Perhaps one more tool that could be added to this belt is one that helps with monitoring and resource utilization to see if the number of servers or settings can be better adjusted

Saturday, February 15, 2014

What's a good way to scale the concurrent processing of a queue both on the producer and consumer side ? This seems a text book question but think about support on cross platform and high performance. Maybe if we narrow down our question to windows platform, that would help. Anyways, its the number of concurrent workers we can have for a queue. The general rule of thumb was that you could have as many threads as one more than the number of processors to keep everyone busy. And if its a light weight worker without any overhead of TLS storage, we could scale to as many as we want. The virtual workers can use the same pool of physical threads. I'm not talking fibers which don't have the TLS storage as well. Fibers are definitely welcome over OS threads. But I'm looking at a way to parallelize as much as we can in terms of number of concurrent calls on the same system.
In addition we consider the inter worker communication both in a failsafe, reliable manner. OS provides mechanisms for thread completion based on handles returned from the CreateThread and then there's a completion port on windows that could be used with multiple threads. The threads can then close when the port is closed.

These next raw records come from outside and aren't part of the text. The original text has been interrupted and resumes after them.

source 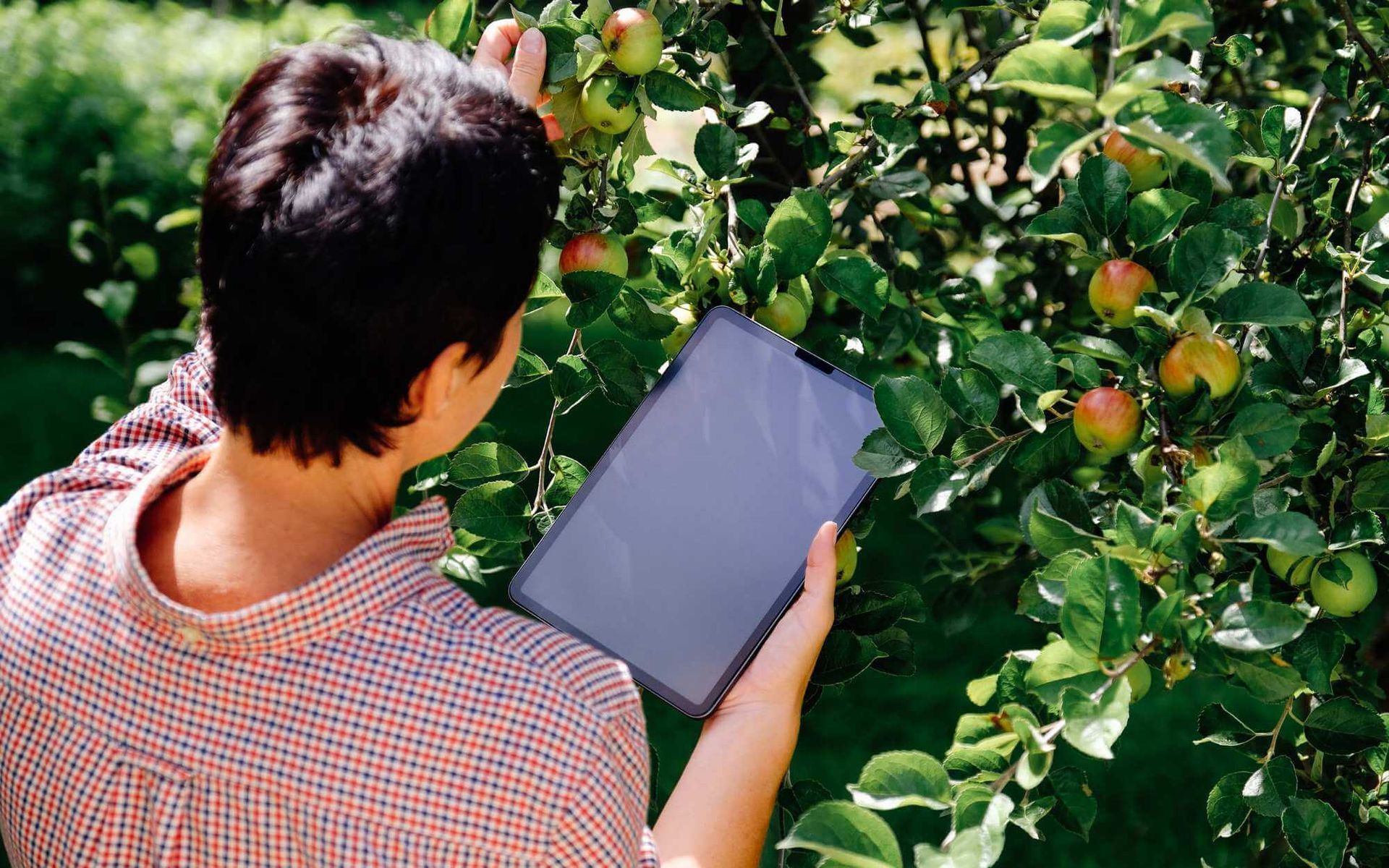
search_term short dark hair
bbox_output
[199,29,560,464]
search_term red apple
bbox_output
[1157,335,1243,397]
[560,232,626,278]
[1104,129,1167,193]
[1090,260,1157,328]
[1072,386,1143,459]
[601,6,663,75]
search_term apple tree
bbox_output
[419,0,1389,868]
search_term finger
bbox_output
[511,27,545,106]
[472,18,521,69]
[804,521,839,610]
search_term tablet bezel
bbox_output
[507,304,877,720]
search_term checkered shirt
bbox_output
[0,341,658,868]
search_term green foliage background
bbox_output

Maybe the best way to do this would be to keep a pool of threads and partitioned tasks instead of timeslicing.
Time-slicing or sharing does not really improve concurrent progress if the tasks are partitioned.
Again, it helps if the tasks are partitioned. The .Net task parallel library enables both declarative parallel queries and imperative parallel algorithms. By declarative we mean we can use notations such as 'AsParallel' to indicate we want routines to be executed in parallel. By Imperative we mean we can use partitions, permutations and combinations with linear data.

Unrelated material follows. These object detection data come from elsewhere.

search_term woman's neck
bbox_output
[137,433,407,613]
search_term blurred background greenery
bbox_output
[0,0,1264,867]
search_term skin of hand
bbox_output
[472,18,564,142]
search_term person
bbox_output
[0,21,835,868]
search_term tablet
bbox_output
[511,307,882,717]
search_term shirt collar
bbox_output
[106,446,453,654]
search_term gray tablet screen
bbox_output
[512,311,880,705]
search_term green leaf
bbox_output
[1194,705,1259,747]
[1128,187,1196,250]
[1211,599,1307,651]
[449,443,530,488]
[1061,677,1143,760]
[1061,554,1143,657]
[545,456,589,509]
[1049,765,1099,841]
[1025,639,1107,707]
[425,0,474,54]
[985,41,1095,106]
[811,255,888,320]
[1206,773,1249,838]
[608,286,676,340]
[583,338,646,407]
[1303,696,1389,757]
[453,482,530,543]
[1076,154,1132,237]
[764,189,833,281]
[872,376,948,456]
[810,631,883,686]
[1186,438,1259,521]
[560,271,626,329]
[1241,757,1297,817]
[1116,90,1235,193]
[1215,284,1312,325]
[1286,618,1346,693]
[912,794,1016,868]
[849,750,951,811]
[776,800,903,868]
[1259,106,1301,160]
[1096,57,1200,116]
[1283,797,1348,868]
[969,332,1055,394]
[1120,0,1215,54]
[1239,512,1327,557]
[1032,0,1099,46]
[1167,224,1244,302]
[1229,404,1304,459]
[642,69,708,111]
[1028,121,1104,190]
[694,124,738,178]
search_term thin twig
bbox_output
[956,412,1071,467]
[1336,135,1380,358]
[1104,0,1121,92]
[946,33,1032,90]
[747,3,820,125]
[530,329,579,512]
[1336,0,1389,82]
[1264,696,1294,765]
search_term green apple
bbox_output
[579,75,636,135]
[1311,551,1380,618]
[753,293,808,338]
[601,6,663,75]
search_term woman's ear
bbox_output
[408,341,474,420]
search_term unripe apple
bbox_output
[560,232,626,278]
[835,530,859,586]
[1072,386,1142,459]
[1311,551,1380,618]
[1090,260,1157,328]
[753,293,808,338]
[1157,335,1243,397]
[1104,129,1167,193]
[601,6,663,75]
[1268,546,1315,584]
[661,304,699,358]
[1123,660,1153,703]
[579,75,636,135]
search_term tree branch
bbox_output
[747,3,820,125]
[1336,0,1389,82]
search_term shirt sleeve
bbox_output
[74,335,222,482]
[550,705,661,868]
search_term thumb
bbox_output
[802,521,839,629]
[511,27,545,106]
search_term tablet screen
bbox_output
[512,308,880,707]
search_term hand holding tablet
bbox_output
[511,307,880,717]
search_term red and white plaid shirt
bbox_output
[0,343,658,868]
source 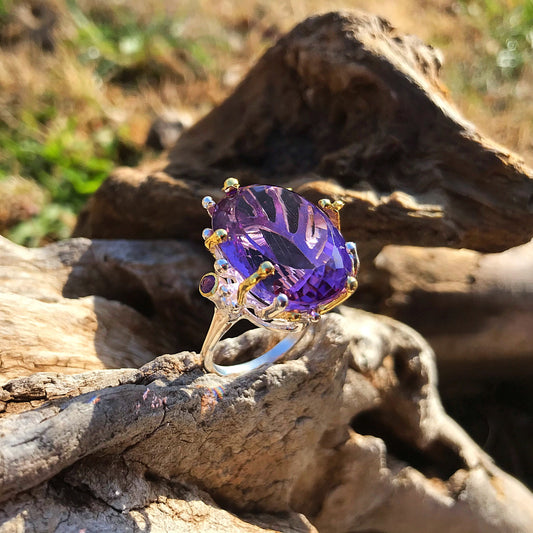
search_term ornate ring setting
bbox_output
[200,178,359,376]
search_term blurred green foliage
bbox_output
[459,0,533,87]
[0,0,227,246]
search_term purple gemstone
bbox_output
[213,185,352,311]
[200,274,216,294]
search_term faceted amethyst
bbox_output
[213,185,352,312]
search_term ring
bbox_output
[199,178,359,376]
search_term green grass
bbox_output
[0,0,227,246]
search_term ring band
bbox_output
[199,178,359,376]
[201,309,306,376]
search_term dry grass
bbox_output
[0,0,533,244]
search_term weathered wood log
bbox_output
[0,309,533,533]
[75,13,533,258]
[0,237,210,383]
[374,241,533,380]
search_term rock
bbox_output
[375,241,533,381]
[0,308,533,533]
[0,237,211,382]
[0,176,45,233]
[75,9,533,261]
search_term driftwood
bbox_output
[374,241,533,380]
[0,8,533,533]
[75,8,533,259]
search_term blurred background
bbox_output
[0,0,533,246]
[0,0,533,487]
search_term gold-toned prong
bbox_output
[331,200,345,213]
[318,198,331,211]
[259,294,289,320]
[202,196,217,215]
[318,198,344,231]
[214,259,229,275]
[222,178,240,194]
[318,276,358,315]
[237,261,275,305]
[204,229,228,251]
[346,241,359,276]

In general a worker helps with parallelization when it has little or no communication and works on isolated data.
I want to mention diagnostics and boost. Diagnostics on a workers activity to detect hangs or for identifying a worker among a set of workers are enabled with such things as logging or tracing and
identifiers for workers. Call level logging and tracing enable detection of activity by a worker. Between a set of workers, IDs can tell apart a worker from the test. Logging can include this ID to detect the worker with a problem activity.
There can also be a dedicated activity or worker to monitor others.
Boosting a workers performance is in terms of cpu speed and memory. Both are variables that depend on hardware. Memory and caches come very helpful in improving the performance of the same activity by a worker.